Next migration agenda: It’s time for concrete actions not only promises

The new European Commission President Ursula von der Leyen presented her plans and objectives on migration. She declared that “the European Union can and must defend these values. The European Union needs humane borders. We must save, but saving alone is not enough. We must reduce irregular migration, we must fight smugglers and traffickers—it is organised crime—we must preserve the right to asylum and improve the situation of refugees, for example through humanitarian corridors in close cooperation with the [United Nations High Commissioner for Refugees]. We need empathy and decisive action. I am aware of how difficult and divisive discussions on this issue are. We need to address the legitimate concerns of many and look at how we can overcome our differences. I will propose a New Pact on Migration and Asylum, including the relaunch of the Dublin reform”. Very clear words, but we hope that the measures that the new Commission will put in place to put end Europe’s impasse on migrants are going to be just as clear – and effective. The “autonomy” taken and demanded by member states in recent months concerning the management of migrants has exacerbated the divisions within Europe on this issue.

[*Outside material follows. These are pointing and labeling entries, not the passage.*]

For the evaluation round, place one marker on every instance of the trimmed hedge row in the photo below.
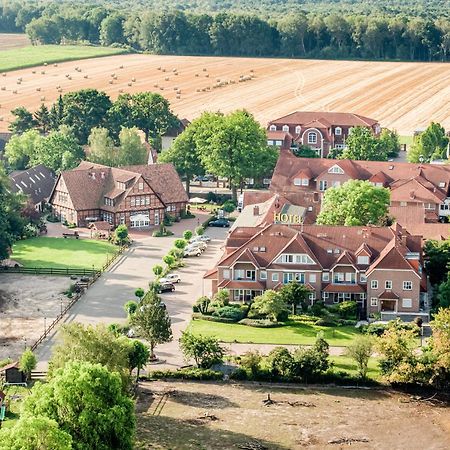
(185, 374)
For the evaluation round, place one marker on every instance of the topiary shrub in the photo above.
(326, 322)
(229, 312)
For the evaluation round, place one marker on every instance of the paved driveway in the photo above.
(103, 302)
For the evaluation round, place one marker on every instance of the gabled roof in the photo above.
(333, 118)
(37, 182)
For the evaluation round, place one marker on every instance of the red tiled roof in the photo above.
(352, 288)
(235, 284)
(332, 118)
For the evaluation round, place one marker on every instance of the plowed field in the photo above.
(404, 96)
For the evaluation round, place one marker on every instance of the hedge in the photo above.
(192, 373)
(260, 323)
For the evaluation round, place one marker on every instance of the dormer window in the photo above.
(363, 260)
(335, 169)
(312, 138)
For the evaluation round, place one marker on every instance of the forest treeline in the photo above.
(384, 34)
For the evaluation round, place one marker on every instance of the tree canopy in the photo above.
(356, 202)
(87, 401)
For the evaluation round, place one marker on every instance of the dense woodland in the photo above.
(381, 29)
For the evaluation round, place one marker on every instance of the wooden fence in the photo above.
(93, 274)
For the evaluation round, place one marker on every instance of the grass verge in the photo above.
(294, 333)
(34, 55)
(62, 253)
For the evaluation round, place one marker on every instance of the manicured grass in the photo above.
(62, 253)
(34, 55)
(295, 333)
(349, 365)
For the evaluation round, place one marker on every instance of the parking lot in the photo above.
(103, 302)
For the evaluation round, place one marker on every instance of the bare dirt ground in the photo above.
(223, 416)
(13, 40)
(404, 96)
(25, 300)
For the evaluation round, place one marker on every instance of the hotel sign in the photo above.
(290, 219)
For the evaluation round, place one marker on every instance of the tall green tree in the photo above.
(84, 110)
(58, 151)
(152, 322)
(19, 150)
(93, 345)
(87, 401)
(361, 144)
(234, 146)
(23, 120)
(42, 119)
(356, 202)
(11, 222)
(430, 145)
(31, 433)
(184, 155)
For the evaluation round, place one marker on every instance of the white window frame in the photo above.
(312, 137)
(408, 303)
(363, 260)
(407, 285)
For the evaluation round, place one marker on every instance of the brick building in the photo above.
(137, 196)
(319, 130)
(420, 193)
(379, 268)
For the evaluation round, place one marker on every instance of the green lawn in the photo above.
(34, 55)
(349, 365)
(296, 333)
(62, 253)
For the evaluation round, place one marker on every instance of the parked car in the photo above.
(171, 278)
(198, 244)
(192, 251)
(225, 223)
(201, 238)
(166, 287)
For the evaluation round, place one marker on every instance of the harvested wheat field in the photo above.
(214, 416)
(404, 96)
(13, 40)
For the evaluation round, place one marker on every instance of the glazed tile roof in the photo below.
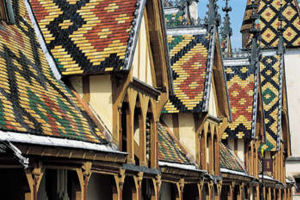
(271, 72)
(32, 100)
(169, 149)
(189, 61)
(242, 93)
(228, 160)
(174, 19)
(269, 11)
(87, 36)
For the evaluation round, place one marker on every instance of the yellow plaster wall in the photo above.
(187, 133)
(212, 108)
(101, 98)
(141, 60)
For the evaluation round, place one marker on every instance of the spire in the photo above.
(213, 18)
(281, 48)
(226, 31)
(255, 31)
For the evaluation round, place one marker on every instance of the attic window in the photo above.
(7, 12)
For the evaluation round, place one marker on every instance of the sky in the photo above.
(236, 16)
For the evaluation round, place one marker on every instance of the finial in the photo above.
(255, 31)
(226, 30)
(281, 48)
(212, 18)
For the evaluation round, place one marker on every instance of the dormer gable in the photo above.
(269, 12)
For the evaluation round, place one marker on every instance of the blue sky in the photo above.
(237, 14)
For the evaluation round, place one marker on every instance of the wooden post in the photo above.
(119, 183)
(34, 178)
(84, 175)
(157, 186)
(231, 191)
(241, 191)
(181, 188)
(257, 192)
(219, 190)
(138, 183)
(200, 188)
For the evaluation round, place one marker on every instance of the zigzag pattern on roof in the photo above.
(241, 89)
(189, 57)
(32, 100)
(269, 11)
(86, 36)
(271, 87)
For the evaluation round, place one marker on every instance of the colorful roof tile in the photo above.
(169, 149)
(32, 100)
(271, 70)
(175, 19)
(228, 160)
(243, 94)
(87, 36)
(269, 11)
(189, 61)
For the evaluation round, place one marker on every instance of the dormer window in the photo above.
(6, 11)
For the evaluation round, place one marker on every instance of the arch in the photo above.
(190, 192)
(205, 192)
(148, 189)
(225, 192)
(101, 186)
(169, 191)
(129, 189)
(13, 184)
(138, 123)
(150, 135)
(209, 150)
(59, 183)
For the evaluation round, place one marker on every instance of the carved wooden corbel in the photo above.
(34, 177)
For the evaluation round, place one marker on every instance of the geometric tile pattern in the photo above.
(228, 160)
(169, 149)
(189, 56)
(270, 72)
(241, 88)
(175, 19)
(31, 99)
(86, 36)
(269, 11)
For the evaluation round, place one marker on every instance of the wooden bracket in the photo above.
(34, 177)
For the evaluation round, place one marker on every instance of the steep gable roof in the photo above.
(271, 72)
(32, 101)
(189, 55)
(169, 148)
(242, 83)
(269, 11)
(89, 37)
(228, 160)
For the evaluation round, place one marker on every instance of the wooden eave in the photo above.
(227, 177)
(145, 88)
(171, 174)
(70, 153)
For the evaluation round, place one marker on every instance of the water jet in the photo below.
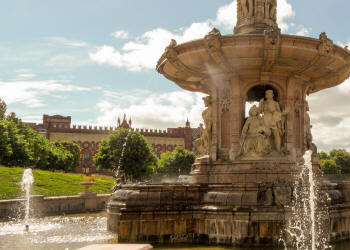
(241, 189)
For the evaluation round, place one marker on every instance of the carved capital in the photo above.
(225, 100)
(272, 44)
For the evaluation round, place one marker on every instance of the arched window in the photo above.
(86, 156)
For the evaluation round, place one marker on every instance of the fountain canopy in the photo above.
(256, 52)
(232, 68)
(241, 186)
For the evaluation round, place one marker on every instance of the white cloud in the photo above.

SOLIDAR calls for a commitment by the new Commission, in accordance with the declarations of the new President, in order to reopen the negotiations on the reform of the Dublin agreements from the beginning of her mandate. These negotiations should take into account first of all international rules and human rights, and should no longer be hindered by those sovereign parties that complain about European impotence on the migrant issue, but at the same time block any kind of debate and solution on the issue. In parallel with the reform of the CEAS it will be important to agree on the so-called relocation system, based on human and humanitarian assessments that take into account migrant needs, such as language needs, work or family reunification. A radical change from the ongoing approach based on security and border controls is needed when implementing these reforms and these measures. The new approach should be based on the long-term integration and inclusion of migrants in Europe, treating them as a social investment and not just a means of economic added value.